23 novembre 2025

Un vero capo non comanda, ma ispira

Ingresso don Carlo Dalla Verde nella chiesa di San Tomaso Cantuariense

Cristo Re 2025 (Ingresso don Carlo Dalla Verde)
(2 Sam 5,1-3; Sal 122; Col 1,12-20; Lc 23,35-43)
Chiesa di San Tomaso Cantuariense, domenica 23 novembre 2025

In verità io ti dico: oggi con me sarai nel paradiso”. Gesù sulla croce, tirando fuori ciò che gli resta di respiro, sussurra così a chi gli è accanto. Fino ad allora, ha fatto silenzio dinanzi alle provocazioni sarcastiche dei capi accusatori: “Ha salvato altri! Salvi se stesso, se è lui il Cristo di Dio, l’eletto”; non ha detto una parola davanti alle urla degli stessi soldati romani che lo deridono dicendo: “Se tu sei il re dei Giudei, salva te stesso”; e ancora ha stretto i denti quando l’altro malfattore addirittura lo ha insultato: “Non sei tu il Cristo? Salva te stesso e noi!”. Quando però Disma, che secondo la tradizione sarebbe il nome del buon ladrone, lo implora: “Gesù, ricordati di me quando entrerai nel tuo regno”, finalmente apre la bocca per un istante. Disma è colpevole almeno quanto l’altro di omicidio e di violenza. Tuttavia è uno che riconosce la propria colpa senza compiacersene. Cerca uno spiraglio di senso nell’incomprensibile, un appiglio che gli permetta di non affogare davanti alla morte. Vien da pensare alla brutale aggressione ai danni di un 21enne, ridotto quasi in fin di vita. Dopo aver colpito Davide, i quattro scriteriati si sono scambiati messaggini irridenti e sprezzanti.
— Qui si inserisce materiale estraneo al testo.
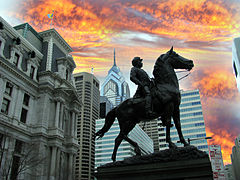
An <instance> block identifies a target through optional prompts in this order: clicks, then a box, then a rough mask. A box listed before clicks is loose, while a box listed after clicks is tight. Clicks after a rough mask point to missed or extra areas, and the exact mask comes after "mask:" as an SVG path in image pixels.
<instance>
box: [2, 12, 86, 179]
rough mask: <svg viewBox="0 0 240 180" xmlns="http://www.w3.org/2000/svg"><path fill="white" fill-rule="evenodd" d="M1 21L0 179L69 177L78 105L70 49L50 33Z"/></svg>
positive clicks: (74, 146) (57, 37) (55, 32)
mask: <svg viewBox="0 0 240 180" xmlns="http://www.w3.org/2000/svg"><path fill="white" fill-rule="evenodd" d="M0 22H1V23H2V24H3V29H0V87H1V88H0V109H1V110H0V145H1V146H0V147H1V148H0V168H1V169H0V179H4V178H6V179H10V178H11V179H24V180H35V179H36V180H45V179H48V180H65V179H68V180H71V179H74V169H75V168H74V162H75V156H76V153H77V150H78V148H79V145H78V141H77V114H78V113H79V110H80V109H81V105H82V104H81V102H80V100H79V97H78V95H77V93H76V89H75V86H74V84H73V76H72V72H73V70H74V68H75V67H76V65H75V63H74V61H73V58H72V57H71V55H69V53H70V52H72V49H71V47H70V46H69V45H68V44H67V43H66V42H65V40H64V39H63V38H62V37H61V36H60V35H59V34H58V32H57V31H56V30H54V29H51V30H47V31H44V32H41V33H37V32H36V31H35V30H34V29H33V28H32V27H31V26H30V25H29V24H27V23H25V24H22V25H19V26H16V27H11V26H10V25H9V24H8V23H7V22H6V21H5V20H4V19H3V18H1V17H0Z"/></svg>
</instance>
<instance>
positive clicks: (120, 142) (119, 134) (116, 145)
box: [112, 132, 124, 162]
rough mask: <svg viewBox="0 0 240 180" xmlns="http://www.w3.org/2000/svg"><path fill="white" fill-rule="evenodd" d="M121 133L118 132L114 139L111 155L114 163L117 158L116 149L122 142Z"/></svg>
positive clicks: (120, 132)
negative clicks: (113, 145)
mask: <svg viewBox="0 0 240 180" xmlns="http://www.w3.org/2000/svg"><path fill="white" fill-rule="evenodd" d="M123 137H124V135H123V133H122V132H120V133H119V135H118V136H117V137H116V139H115V145H114V150H113V154H112V160H113V162H115V161H116V156H117V150H118V147H119V146H120V144H121V142H122V140H123Z"/></svg>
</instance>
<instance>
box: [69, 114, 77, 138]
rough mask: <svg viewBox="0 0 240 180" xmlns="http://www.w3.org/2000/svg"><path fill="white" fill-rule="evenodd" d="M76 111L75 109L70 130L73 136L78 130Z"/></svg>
mask: <svg viewBox="0 0 240 180" xmlns="http://www.w3.org/2000/svg"><path fill="white" fill-rule="evenodd" d="M75 117H76V116H75V112H74V111H73V112H72V119H71V130H70V132H71V136H74V135H75V131H76V129H75Z"/></svg>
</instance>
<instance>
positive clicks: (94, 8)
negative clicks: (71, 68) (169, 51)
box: [4, 0, 240, 163]
mask: <svg viewBox="0 0 240 180" xmlns="http://www.w3.org/2000/svg"><path fill="white" fill-rule="evenodd" d="M16 4H17V5H16ZM16 4H15V6H16V7H17V8H16V10H14V11H13V10H11V11H9V12H6V11H4V12H5V13H7V14H8V16H9V17H11V18H14V19H16V21H17V22H19V21H21V22H28V23H29V24H30V25H32V27H33V28H34V29H36V31H38V32H41V31H44V30H47V29H49V28H50V23H51V20H50V19H48V17H47V14H49V13H51V12H52V10H54V17H53V22H52V23H53V26H52V27H54V28H55V29H56V30H57V31H58V32H59V34H60V35H61V36H62V37H63V38H64V39H65V40H66V41H67V43H69V45H70V46H71V47H72V48H73V50H74V52H73V53H72V55H73V57H74V60H75V63H76V65H77V68H76V69H75V71H74V72H82V71H87V72H90V71H91V68H92V67H94V74H95V75H96V76H97V77H98V78H100V80H103V78H104V77H105V76H106V75H107V72H108V70H109V69H110V68H111V66H112V64H113V48H116V58H117V65H118V66H119V67H120V69H121V71H122V72H123V74H124V75H125V78H126V79H127V82H129V71H130V68H131V59H132V58H133V57H134V56H140V57H142V58H143V59H144V61H143V63H144V66H143V68H144V69H145V70H146V71H147V72H148V74H149V76H150V77H152V69H153V65H154V63H155V60H156V59H157V57H158V56H159V55H160V54H162V53H165V52H167V50H169V49H170V47H171V46H172V45H173V46H174V49H175V51H176V52H177V53H179V54H180V55H182V56H184V57H186V58H189V59H193V60H194V63H195V67H194V68H193V70H192V73H191V75H189V77H188V78H186V79H183V80H181V81H180V86H181V87H182V88H184V89H199V91H200V94H201V101H202V106H203V112H204V119H205V124H206V127H207V134H208V136H212V137H213V140H211V141H210V142H211V144H216V145H218V144H219V145H221V146H222V151H223V157H224V162H225V163H230V159H229V158H230V157H229V154H231V147H232V146H233V142H234V139H235V138H236V136H237V135H238V134H239V128H240V122H239V119H240V113H239V108H240V103H239V102H240V97H239V93H238V91H237V89H236V82H235V78H234V75H233V73H232V63H231V45H232V38H234V37H237V36H240V32H239V29H240V16H239V14H240V3H239V1H237V0H198V1H196V0H182V1H176V0H55V1H51V0H24V1H23V0H19V1H16ZM129 85H130V89H131V91H132V92H131V93H134V92H133V91H135V89H136V86H135V85H134V84H133V83H131V82H129Z"/></svg>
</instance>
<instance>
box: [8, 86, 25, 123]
mask: <svg viewBox="0 0 240 180" xmlns="http://www.w3.org/2000/svg"><path fill="white" fill-rule="evenodd" d="M23 95H24V93H23V91H22V90H21V89H20V88H19V87H16V86H13V92H12V101H11V103H10V107H9V108H10V109H9V110H10V111H11V112H9V116H11V115H12V116H13V117H14V118H16V119H17V120H18V121H19V120H20V117H21V112H22V105H23Z"/></svg>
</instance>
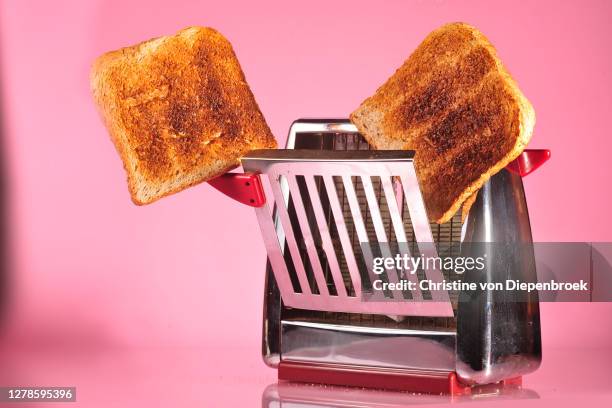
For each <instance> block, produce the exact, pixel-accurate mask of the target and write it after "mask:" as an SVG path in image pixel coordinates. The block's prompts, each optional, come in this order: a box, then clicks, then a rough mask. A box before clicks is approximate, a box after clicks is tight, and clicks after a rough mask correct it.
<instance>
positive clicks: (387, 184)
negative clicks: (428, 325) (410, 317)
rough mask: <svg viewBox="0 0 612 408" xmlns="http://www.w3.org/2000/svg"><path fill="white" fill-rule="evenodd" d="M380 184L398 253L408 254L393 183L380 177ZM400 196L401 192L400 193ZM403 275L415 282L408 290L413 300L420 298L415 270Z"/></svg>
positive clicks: (406, 243) (406, 244)
mask: <svg viewBox="0 0 612 408" xmlns="http://www.w3.org/2000/svg"><path fill="white" fill-rule="evenodd" d="M380 180H381V184H382V187H383V192H384V194H385V200H386V201H387V207H388V208H389V216H390V217H391V223H392V224H393V229H394V230H395V238H396V239H397V246H398V250H399V253H400V254H401V255H402V256H404V255H407V256H410V255H411V254H410V248H409V247H408V240H407V239H406V232H405V230H404V223H403V222H402V215H401V214H400V210H399V208H398V206H397V201H396V200H397V199H396V196H395V192H394V191H393V185H392V184H391V178H390V177H381V178H380ZM400 196H401V194H400ZM404 275H405V276H406V277H407V278H408V280H410V281H411V282H413V283H414V284H415V287H416V288H417V289H415V290H412V291H410V293H411V294H412V299H413V300H422V299H423V295H422V293H421V291H420V290H419V289H418V283H419V279H418V276H417V275H416V271H405V272H404Z"/></svg>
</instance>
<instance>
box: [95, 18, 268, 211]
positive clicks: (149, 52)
mask: <svg viewBox="0 0 612 408" xmlns="http://www.w3.org/2000/svg"><path fill="white" fill-rule="evenodd" d="M91 88H92V91H93V95H94V99H95V101H96V103H97V105H98V108H99V111H100V112H101V114H102V116H103V119H104V122H105V124H106V126H107V128H108V130H109V132H110V134H111V138H112V140H113V142H114V144H115V147H116V149H117V151H118V152H119V154H120V156H121V159H122V161H123V165H124V167H125V170H126V172H127V176H128V187H129V190H130V193H131V196H132V200H133V201H134V202H135V203H136V204H147V203H150V202H153V201H155V200H157V199H159V198H161V197H163V196H166V195H168V194H172V193H175V192H178V191H180V190H183V189H185V188H187V187H189V186H192V185H195V184H198V183H200V182H202V181H205V180H209V179H211V178H214V177H216V176H219V175H221V174H223V173H225V172H227V171H228V170H230V169H231V168H233V167H236V166H237V165H238V164H239V158H240V157H241V156H243V155H244V154H245V153H246V152H248V151H249V150H253V149H263V148H274V147H276V141H275V140H274V137H273V136H272V133H271V132H270V129H269V127H268V125H267V124H266V121H265V119H264V117H263V115H262V113H261V111H260V110H259V107H258V106H257V103H256V101H255V98H254V96H253V94H252V92H251V90H250V88H249V86H248V84H247V82H246V79H245V77H244V74H243V72H242V69H241V68H240V64H239V63H238V59H237V58H236V55H235V54H234V51H233V49H232V46H231V44H230V43H229V41H228V40H227V39H225V38H224V37H223V36H222V35H221V34H220V33H219V32H217V31H216V30H214V29H212V28H202V27H190V28H186V29H184V30H182V31H179V32H178V33H177V34H176V35H173V36H167V37H161V38H156V39H152V40H150V41H145V42H143V43H140V44H137V45H135V46H132V47H127V48H123V49H120V50H117V51H111V52H108V53H106V54H104V55H102V56H101V57H99V58H98V59H97V60H96V62H95V63H94V66H93V68H92V72H91Z"/></svg>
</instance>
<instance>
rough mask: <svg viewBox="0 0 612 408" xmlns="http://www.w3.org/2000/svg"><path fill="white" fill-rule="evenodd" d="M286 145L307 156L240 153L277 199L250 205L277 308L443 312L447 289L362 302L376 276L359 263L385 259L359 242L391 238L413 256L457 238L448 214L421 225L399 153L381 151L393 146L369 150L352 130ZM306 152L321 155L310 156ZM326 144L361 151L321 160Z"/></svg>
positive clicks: (335, 309)
mask: <svg viewBox="0 0 612 408" xmlns="http://www.w3.org/2000/svg"><path fill="white" fill-rule="evenodd" d="M298 139H299V143H298V142H297V140H298ZM317 144H318V146H317ZM295 148H296V149H307V150H309V151H311V152H308V154H307V153H306V150H300V151H299V152H297V151H294V152H292V153H294V154H288V152H290V151H284V152H282V153H281V156H278V155H274V154H269V155H267V156H266V155H264V156H263V157H262V156H261V153H259V154H260V156H259V157H258V153H257V152H255V153H254V155H251V156H248V157H247V158H245V159H243V165H244V167H245V170H247V171H253V170H255V171H261V172H262V173H263V174H262V176H263V177H262V181H263V184H264V187H265V189H266V196H267V197H269V198H272V197H273V201H274V202H275V203H276V210H275V213H272V212H271V211H272V208H271V206H270V207H264V208H261V209H258V210H257V211H258V219H259V220H260V225H261V227H262V232H263V234H264V241H266V247H267V250H268V255H269V259H270V261H271V265H272V267H273V268H276V270H275V271H274V273H275V276H276V279H277V282H278V284H279V288H280V289H281V293H282V296H283V301H284V303H285V305H286V306H289V307H294V308H300V309H307V310H319V311H327V312H329V311H334V312H336V313H347V312H348V313H350V314H356V315H357V318H360V319H361V320H364V318H363V316H361V317H360V315H362V314H367V315H376V314H386V315H402V316H406V315H415V316H445V317H452V316H453V309H454V307H453V306H454V303H455V299H452V300H453V302H452V303H453V304H451V303H450V302H449V294H448V293H447V292H446V291H432V292H426V291H423V292H421V291H419V290H413V291H399V290H396V291H393V293H391V292H389V291H387V292H384V293H381V292H380V291H375V292H374V293H373V295H372V296H371V297H378V298H377V299H375V300H377V301H373V300H372V299H370V301H368V302H364V301H363V300H362V299H361V297H362V296H361V295H362V294H363V293H364V292H365V293H372V291H371V282H373V281H374V279H376V278H377V277H376V276H374V275H373V274H372V271H371V267H370V268H368V265H371V264H372V262H371V261H372V257H373V256H374V252H373V251H372V248H377V249H378V250H379V251H380V252H381V254H382V255H383V256H390V255H391V252H390V251H389V246H387V248H385V245H380V246H378V245H376V244H375V245H373V246H370V245H368V244H367V243H390V244H392V245H396V246H399V248H400V250H401V251H402V252H406V253H408V254H412V256H415V254H419V253H423V254H426V255H428V256H435V255H436V252H435V251H436V249H435V247H434V246H433V245H431V244H428V245H427V244H426V243H431V242H436V243H443V242H448V243H451V242H456V241H457V240H458V239H460V234H461V230H460V221H458V220H457V219H453V220H452V221H451V222H449V223H447V224H445V225H442V226H439V225H437V224H432V225H430V224H429V222H427V218H426V215H425V209H424V206H423V203H422V198H421V195H420V191H419V189H418V182H417V181H416V174H415V173H414V166H413V164H412V160H411V158H409V157H407V156H406V152H402V153H403V154H399V155H397V153H398V152H396V155H395V156H397V157H395V156H394V155H393V154H391V155H389V153H392V152H376V151H372V152H370V153H368V152H367V151H368V150H370V149H369V146H368V144H367V143H366V142H365V141H364V140H363V138H362V137H361V136H360V135H359V134H357V133H354V132H348V133H340V132H336V133H321V134H314V135H313V134H311V135H309V136H308V137H304V138H297V139H296V145H295ZM313 150H319V151H320V154H315V155H313V154H312V151H313ZM329 150H334V151H346V152H361V153H362V154H357V153H352V154H348V155H344V156H342V155H339V154H338V153H336V154H334V155H328V156H325V155H324V154H323V152H324V151H329ZM364 153H365V154H364ZM287 155H288V156H287ZM324 156H325V157H324ZM326 157H328V158H327V159H326ZM313 164H314V165H313ZM410 214H413V217H410ZM414 214H416V217H415V216H414ZM273 219H277V223H276V225H274V224H273V223H272V222H271V221H270V220H273ZM432 233H433V234H435V238H434V235H432ZM272 236H274V238H273V239H271V237H272ZM276 238H278V241H277V240H276ZM364 243H366V244H365V245H364ZM279 244H280V245H279ZM360 245H361V247H360ZM281 258H282V259H281ZM441 272H443V271H437V270H433V271H432V270H428V271H427V272H424V271H422V270H421V271H418V273H417V274H416V275H409V274H408V275H406V276H402V275H400V274H398V273H397V272H396V271H390V272H387V273H386V274H383V275H381V276H380V277H378V278H379V279H380V278H382V280H384V281H388V282H397V281H398V279H399V278H405V279H410V280H413V281H417V282H418V280H422V279H426V278H427V279H430V280H432V281H440V280H442V274H441ZM392 300H402V301H401V302H395V301H392ZM410 300H419V302H411V301H410ZM336 317H339V316H336ZM346 317H347V318H348V319H349V320H354V319H355V316H352V317H349V316H346ZM442 326H444V327H446V326H448V324H446V322H443V323H442Z"/></svg>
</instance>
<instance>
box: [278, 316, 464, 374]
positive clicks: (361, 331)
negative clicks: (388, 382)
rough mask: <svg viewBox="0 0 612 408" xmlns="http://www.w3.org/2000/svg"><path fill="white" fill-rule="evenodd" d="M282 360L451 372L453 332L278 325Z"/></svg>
mask: <svg viewBox="0 0 612 408" xmlns="http://www.w3.org/2000/svg"><path fill="white" fill-rule="evenodd" d="M281 332H282V344H281V356H282V359H283V360H289V361H310V362H317V363H331V364H354V365H360V366H374V367H386V368H402V369H411V370H425V371H432V370H433V371H444V372H451V371H453V370H454V369H455V333H454V332H451V331H433V330H427V331H425V330H404V329H389V328H382V327H358V326H351V325H342V324H328V323H318V322H305V321H286V320H283V321H282V322H281Z"/></svg>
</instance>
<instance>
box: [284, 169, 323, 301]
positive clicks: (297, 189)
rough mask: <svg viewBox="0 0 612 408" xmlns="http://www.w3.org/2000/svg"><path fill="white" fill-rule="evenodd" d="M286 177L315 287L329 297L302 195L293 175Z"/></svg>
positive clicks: (319, 259) (303, 200)
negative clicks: (292, 200) (305, 248)
mask: <svg viewBox="0 0 612 408" xmlns="http://www.w3.org/2000/svg"><path fill="white" fill-rule="evenodd" d="M286 177H287V183H288V184H289V191H290V192H291V197H292V198H293V205H294V206H295V213H296V215H297V219H298V222H299V224H300V229H301V230H302V238H303V239H304V244H305V245H306V252H307V253H308V258H309V259H310V265H311V266H312V271H313V273H314V277H315V280H316V282H317V287H318V288H319V293H320V294H321V295H325V296H327V295H329V290H328V289H327V280H326V279H325V275H324V274H323V268H322V267H321V260H320V259H319V254H318V253H317V248H316V246H315V242H314V238H313V236H312V232H311V231H310V225H308V218H307V216H306V210H305V208H304V200H303V199H302V195H301V193H300V189H299V187H298V185H297V182H296V179H295V175H293V174H287V175H286ZM311 201H312V200H311Z"/></svg>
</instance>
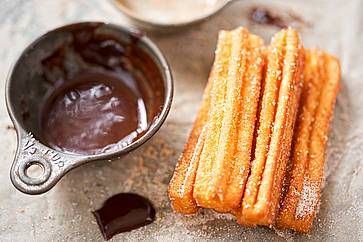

Gesù, peraltro, col suo silenzio e con le sue parole svela chi è e che senso hanno le parole poste sulla sua testa. Gesù è riconosciuto come re, ma è un re… nudo. Nel senso stretto del termine. Non ha neanche un panno che copra le sue parti intime, come hanno poi fatto tutti gli artisti. È nudo come un ‘verme’, come chi non pensa per niente a sé stesso e finisce per attrarre a sé, proprio in virtù di questa sua apparente impotenza.  Regnare è servire. E non si può guidare gli altri senza perdersi e senza perdere i propri interessi, le proprie aspirazioni, i propri obiettivi. Non è così per i genitori? Quanti passi indietro quando è in gioco il bene dei figli? E quanti problemi, al contrario, quando gli adulti finiscono per mettersi avanti rispetto a chi sta crescendo? Chi comanda deve servire e non spadroneggiare, deve esercitare il potere per il bene di tutti. Allora ha senso prendersi questa responsabilità e non per pavoneggiare sé stessi. Ma è vero anche il contrario e cioè che chi serve finisce per comandare, nel senso di orientare. Non nel senso di spadroneggiare, ma in quello di attrarre. Per questo la guida richiede umiltà, coraggio e chiarezza. E non ci si limiti a dire: “Va’ a farlo!”, ma “andiamo a farlo!”. Oggi abbiamo o il potere senza servizio o il servizio che rinuncia a guidare. Un vero capo non comanda, ma ispira, traduce così la visione in realtà. Comandare, pertanto, è servire e servire è comandare.

Stasera don Carlo è stato indicato come co-parroco di queste tre parrocchie in attesa a giugno di diventarne il parroco, succedendo definitivamente a don Romano che ringraziamo per il suo lungo e generoso servizio. L’augurio, caro don Carlo, è che tu serva come meglio puoi a Veronetta, facendo sì che questo spicchio di bellezza e di vitalità possa essere un ulteriore ambito di vita di una città come Verona che non può essere circoscritta al solo centro storico, ma ha in essa tante anime che la rendono unica.